Last Tuesday, Brazil played its first game in the World Cup and I missed it. I don't mean that I missed the actual game – although I didn't watch the match itself, I could have done so in any one of numerous Brazilian bars located in my sister's neighborhood of Astoria, Queens. No, I missed the experience – and for that I would have had to have been in Brazil.
When I was still there a month ago, the country was already in the throes of pre-"Copa" jitters. Everyone and his brother was opining about which players would (and should) make the final Seleção (team), and when the final pick was announced, everyone and his brother criticized the choices.
In the meantime, stores started filling up with Copa paraphernalia in the vivid national team colors of verde e amarelo (green and yellow). There were the official Nike Seleção team jerseys, the special edition Havaiana World Cup flip flops, and (at the check out counter of my local deli) the official, limited-time-only, tropically flavored, verde e amarelo Tic Tacs.
Turn on the TV or open a magazine and the number of special reports on South Africa was mind-boggling. Even more so were the commercials and print ads: buy a new car now in 36 installments and if Brazil wins the World Cup, becoming hexacampeão (six-time champ), don't bother paying the last three. Most enticing were the ads hawking new TVs; the wider, the flatter, and the plasma-ier, the more discounts and payment options were available. It's a fact that every four years, when the World Cup rolls around, sales of TVs in Brazil skyrocket. With the Brazilian economy back in boom-ness and more Brazilians than ever before with cash to burn, it's expected that this year, Copa-driven TV sales have soared by 30 percent.
In Salvador , friends of mine were coerced into buying a 32-inch flat screen during the first in a series of important meetings held in a favorite local bar. In the weeks leading up to the World Cup, several such strategizing sessions were held concerning the Copa. Major topics under discussion were at whose house each Brazil game would be watched, the list of attendees, the menu, and the how many beers each person would provide. When I receive e-mails describing the intensive planning process, it fills me with saudades  for Brazil; I've never known a country where fun is taken to such serious extremes.
No matter that, due to the time difference, many of the World Cup games are played (and broadcast) in the afternoons. Soccer is so sacred that workers across the country are permitted (encouraged?) to stop whatever they're doing and congregate in offices, cafeterias, bars, or homes to watch the action. Many factories and businesses invest in their own wide-screen TVs so employees can cheer on the Seleção during their shift.
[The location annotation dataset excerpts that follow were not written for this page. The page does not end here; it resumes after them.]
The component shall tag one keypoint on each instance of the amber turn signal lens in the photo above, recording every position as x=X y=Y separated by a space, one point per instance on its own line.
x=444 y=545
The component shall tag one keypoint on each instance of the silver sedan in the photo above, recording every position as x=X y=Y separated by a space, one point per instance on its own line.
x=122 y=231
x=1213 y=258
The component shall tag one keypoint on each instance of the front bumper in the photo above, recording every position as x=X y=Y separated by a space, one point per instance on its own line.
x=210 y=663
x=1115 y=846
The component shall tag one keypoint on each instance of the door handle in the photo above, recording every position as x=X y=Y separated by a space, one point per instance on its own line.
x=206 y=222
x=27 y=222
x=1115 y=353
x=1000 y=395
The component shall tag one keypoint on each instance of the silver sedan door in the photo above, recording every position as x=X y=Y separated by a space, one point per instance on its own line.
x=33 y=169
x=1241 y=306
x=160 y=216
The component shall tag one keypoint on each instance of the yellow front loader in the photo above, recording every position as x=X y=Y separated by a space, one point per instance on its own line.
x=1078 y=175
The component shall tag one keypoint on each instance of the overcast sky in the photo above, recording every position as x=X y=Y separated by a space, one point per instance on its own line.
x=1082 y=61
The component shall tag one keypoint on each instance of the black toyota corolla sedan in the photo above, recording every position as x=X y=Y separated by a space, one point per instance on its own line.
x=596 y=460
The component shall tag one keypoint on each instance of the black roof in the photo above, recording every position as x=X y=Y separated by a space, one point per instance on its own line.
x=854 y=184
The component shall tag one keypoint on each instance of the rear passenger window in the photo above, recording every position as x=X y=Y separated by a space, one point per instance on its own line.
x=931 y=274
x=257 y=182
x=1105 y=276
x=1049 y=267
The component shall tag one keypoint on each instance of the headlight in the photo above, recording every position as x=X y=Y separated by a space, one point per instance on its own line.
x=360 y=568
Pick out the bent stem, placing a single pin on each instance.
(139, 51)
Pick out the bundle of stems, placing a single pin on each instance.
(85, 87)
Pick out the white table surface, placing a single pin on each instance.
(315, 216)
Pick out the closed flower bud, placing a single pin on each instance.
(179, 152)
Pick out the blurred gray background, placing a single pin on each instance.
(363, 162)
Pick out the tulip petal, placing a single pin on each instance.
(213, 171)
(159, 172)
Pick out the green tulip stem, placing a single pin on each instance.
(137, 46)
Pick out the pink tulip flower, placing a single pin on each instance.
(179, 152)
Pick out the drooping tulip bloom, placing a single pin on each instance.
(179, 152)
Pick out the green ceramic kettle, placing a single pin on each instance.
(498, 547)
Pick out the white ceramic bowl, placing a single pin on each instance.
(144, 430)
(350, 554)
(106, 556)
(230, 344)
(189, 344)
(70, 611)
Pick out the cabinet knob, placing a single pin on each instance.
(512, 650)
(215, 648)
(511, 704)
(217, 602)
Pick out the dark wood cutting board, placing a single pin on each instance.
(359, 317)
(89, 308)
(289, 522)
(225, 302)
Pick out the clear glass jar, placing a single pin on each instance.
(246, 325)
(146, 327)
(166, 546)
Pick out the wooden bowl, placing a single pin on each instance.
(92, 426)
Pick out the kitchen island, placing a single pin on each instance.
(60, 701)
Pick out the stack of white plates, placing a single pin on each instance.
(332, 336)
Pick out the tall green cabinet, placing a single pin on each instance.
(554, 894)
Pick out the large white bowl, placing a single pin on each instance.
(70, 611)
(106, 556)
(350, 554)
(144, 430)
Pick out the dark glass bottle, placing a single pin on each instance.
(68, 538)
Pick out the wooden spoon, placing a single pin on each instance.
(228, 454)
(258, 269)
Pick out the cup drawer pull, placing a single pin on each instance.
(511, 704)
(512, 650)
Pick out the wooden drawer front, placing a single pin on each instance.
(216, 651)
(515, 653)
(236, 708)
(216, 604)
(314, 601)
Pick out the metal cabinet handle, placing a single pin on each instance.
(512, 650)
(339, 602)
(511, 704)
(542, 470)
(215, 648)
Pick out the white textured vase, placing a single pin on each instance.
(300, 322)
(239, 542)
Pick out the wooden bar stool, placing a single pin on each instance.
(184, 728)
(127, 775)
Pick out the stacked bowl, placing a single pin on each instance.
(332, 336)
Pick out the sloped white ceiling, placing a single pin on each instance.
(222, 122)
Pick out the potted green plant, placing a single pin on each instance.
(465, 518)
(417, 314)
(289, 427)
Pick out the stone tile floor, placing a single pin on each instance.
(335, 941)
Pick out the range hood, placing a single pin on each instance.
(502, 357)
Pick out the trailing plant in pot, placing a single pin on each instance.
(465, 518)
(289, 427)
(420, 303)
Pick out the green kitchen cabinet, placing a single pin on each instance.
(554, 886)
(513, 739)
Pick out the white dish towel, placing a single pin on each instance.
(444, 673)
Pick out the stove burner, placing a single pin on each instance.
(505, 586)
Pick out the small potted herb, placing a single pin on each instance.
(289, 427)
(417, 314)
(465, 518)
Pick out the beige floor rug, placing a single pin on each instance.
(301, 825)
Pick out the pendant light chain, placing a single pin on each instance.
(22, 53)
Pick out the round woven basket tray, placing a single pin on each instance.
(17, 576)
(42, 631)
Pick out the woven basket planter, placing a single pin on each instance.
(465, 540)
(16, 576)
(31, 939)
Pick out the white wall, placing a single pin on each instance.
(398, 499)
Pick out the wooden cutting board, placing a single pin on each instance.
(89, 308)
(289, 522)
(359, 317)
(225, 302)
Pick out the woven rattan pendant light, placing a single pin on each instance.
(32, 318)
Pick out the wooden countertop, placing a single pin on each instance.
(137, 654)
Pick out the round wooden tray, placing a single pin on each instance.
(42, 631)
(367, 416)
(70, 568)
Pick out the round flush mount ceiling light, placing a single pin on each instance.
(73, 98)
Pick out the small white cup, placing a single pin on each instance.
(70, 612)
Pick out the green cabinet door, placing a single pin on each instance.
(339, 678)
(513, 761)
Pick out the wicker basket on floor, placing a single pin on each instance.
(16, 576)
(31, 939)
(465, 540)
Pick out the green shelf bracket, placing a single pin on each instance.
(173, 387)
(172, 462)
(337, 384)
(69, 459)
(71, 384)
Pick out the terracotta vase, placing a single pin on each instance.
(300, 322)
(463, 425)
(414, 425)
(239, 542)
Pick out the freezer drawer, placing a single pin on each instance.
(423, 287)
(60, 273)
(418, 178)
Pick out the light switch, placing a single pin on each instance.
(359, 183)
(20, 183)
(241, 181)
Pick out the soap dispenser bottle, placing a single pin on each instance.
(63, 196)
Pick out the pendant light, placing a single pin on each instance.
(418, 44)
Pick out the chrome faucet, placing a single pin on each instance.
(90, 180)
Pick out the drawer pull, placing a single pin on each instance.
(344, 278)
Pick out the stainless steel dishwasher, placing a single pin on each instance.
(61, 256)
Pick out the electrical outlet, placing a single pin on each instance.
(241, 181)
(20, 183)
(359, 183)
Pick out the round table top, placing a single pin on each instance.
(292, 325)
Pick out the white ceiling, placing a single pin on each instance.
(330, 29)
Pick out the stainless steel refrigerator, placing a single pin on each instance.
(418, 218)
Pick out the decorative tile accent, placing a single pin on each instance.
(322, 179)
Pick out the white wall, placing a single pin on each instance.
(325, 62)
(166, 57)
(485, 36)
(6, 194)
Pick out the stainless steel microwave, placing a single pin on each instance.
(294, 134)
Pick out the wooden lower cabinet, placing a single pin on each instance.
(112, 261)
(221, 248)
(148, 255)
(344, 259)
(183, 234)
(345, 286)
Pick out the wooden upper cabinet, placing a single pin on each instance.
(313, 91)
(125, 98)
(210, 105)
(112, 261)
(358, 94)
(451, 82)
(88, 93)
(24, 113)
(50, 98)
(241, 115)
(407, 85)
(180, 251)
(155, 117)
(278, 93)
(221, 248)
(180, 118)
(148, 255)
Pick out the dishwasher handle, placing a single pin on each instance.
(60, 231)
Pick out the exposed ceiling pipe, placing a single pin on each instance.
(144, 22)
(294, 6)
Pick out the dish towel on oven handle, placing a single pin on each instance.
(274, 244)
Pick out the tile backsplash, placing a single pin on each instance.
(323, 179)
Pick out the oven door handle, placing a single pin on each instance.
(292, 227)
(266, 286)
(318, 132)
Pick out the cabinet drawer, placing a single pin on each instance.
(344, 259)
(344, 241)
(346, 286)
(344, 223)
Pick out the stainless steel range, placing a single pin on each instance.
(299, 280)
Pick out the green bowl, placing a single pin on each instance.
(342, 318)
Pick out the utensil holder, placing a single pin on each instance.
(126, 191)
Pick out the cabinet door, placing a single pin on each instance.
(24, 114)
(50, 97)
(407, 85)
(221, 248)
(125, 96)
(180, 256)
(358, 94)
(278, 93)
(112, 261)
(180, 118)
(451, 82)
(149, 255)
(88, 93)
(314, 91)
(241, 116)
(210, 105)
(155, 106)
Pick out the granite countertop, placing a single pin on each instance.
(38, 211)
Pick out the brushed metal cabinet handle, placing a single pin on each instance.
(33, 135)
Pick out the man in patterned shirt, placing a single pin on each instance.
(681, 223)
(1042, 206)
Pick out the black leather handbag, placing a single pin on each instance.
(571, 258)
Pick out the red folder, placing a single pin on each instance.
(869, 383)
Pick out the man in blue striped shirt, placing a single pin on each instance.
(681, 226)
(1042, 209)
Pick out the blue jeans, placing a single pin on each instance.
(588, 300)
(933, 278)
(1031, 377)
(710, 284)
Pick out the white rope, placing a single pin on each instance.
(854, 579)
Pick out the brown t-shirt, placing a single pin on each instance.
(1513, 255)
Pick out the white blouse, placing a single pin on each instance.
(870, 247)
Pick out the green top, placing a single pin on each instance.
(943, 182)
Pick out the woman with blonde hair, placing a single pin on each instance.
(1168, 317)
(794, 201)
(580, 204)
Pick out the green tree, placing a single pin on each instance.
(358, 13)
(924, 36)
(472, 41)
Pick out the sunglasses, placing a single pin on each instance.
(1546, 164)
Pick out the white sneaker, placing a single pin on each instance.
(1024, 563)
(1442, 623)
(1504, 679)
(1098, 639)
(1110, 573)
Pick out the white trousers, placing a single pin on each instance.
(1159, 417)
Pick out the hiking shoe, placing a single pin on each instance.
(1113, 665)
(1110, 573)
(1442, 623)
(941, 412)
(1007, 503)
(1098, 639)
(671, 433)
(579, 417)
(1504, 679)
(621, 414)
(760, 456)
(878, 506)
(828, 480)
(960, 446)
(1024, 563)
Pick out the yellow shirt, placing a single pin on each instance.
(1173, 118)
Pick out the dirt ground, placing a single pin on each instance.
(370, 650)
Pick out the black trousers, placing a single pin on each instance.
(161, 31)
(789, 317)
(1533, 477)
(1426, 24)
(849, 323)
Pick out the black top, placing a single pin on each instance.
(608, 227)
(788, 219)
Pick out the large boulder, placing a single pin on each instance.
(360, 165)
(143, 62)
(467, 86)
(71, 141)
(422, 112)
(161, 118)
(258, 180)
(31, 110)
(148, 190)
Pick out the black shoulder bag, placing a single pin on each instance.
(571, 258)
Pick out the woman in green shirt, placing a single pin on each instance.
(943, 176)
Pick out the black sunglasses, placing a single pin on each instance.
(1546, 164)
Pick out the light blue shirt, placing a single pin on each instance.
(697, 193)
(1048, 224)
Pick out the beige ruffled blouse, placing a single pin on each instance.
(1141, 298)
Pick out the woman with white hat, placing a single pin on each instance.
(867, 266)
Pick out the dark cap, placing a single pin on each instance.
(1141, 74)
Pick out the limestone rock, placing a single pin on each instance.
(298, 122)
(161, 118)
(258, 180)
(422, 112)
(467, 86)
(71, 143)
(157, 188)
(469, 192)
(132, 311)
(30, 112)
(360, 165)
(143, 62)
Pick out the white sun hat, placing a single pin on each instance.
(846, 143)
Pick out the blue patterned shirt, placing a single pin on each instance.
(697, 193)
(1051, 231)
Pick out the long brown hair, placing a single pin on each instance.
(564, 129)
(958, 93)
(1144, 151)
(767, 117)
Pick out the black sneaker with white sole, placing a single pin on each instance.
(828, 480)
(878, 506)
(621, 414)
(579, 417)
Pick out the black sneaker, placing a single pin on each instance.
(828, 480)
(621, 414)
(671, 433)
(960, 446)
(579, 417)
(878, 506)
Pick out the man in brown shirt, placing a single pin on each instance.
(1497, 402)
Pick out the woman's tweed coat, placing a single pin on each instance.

Not to be outdone by the private sector, municipal governments erect giant outdoor screens in public areas where all World Cup Games are broadcast live, all day and everyday, to thousands. In São Paulo , fans can cheer on the team from a 76-square-meter telão (giant screen) installed in the Vale de Anhangabaú, right in the heart of Sampa's busy Centro . Meanwhile, the largest-scale futebol festa of them all is taking place in Rio de Janeiro  where a telão measuring 120-square-meters sits upon the sands on Copacabana Beach  (between Rua Duvivier and Avenida Princesa Isabel). In between games, a roster of big name musical artists – including Marcelo D2, Fundo de Quintal, Monobloco, and Dudu Nobre, not to mention reigning samba schools such as Mangueira and Beija Flor – will ensure fans' energy levels don't dip.
It's been said by many that futebol is Brazil's true religion and, without a doubt, there's no greater example of the force and fervor of Brazilians' worship than the World Cup. It's truly transcendental and very heady. I still remember my first World Cup in Brazil in which the Seleção played. I was in Salvador and the normally rambunctious city was so quiet that one could hear a proverbial pin drop.
Windows of every single building were lit by the glow of television screens and the suspense was heavy and electric, like a gathering storm. When a player missed a goal, the collective groan of despair that could be heard throughout the city was nothing less than dire tragedy. But when a "gooooooooooooooooolllllll!!!!" was scored, the collective euphoria that erupted was unlike anything I'd ever experienced.
Imagining this collective orgasm (that was what it felt, and sounded, like) repeated in every single town and city throughout Brazil by close to 200 million people was – and continues to be – an unforgettable experience. Even those who have no interest whatsoever in the "beautiful game" can't fail to be impressed.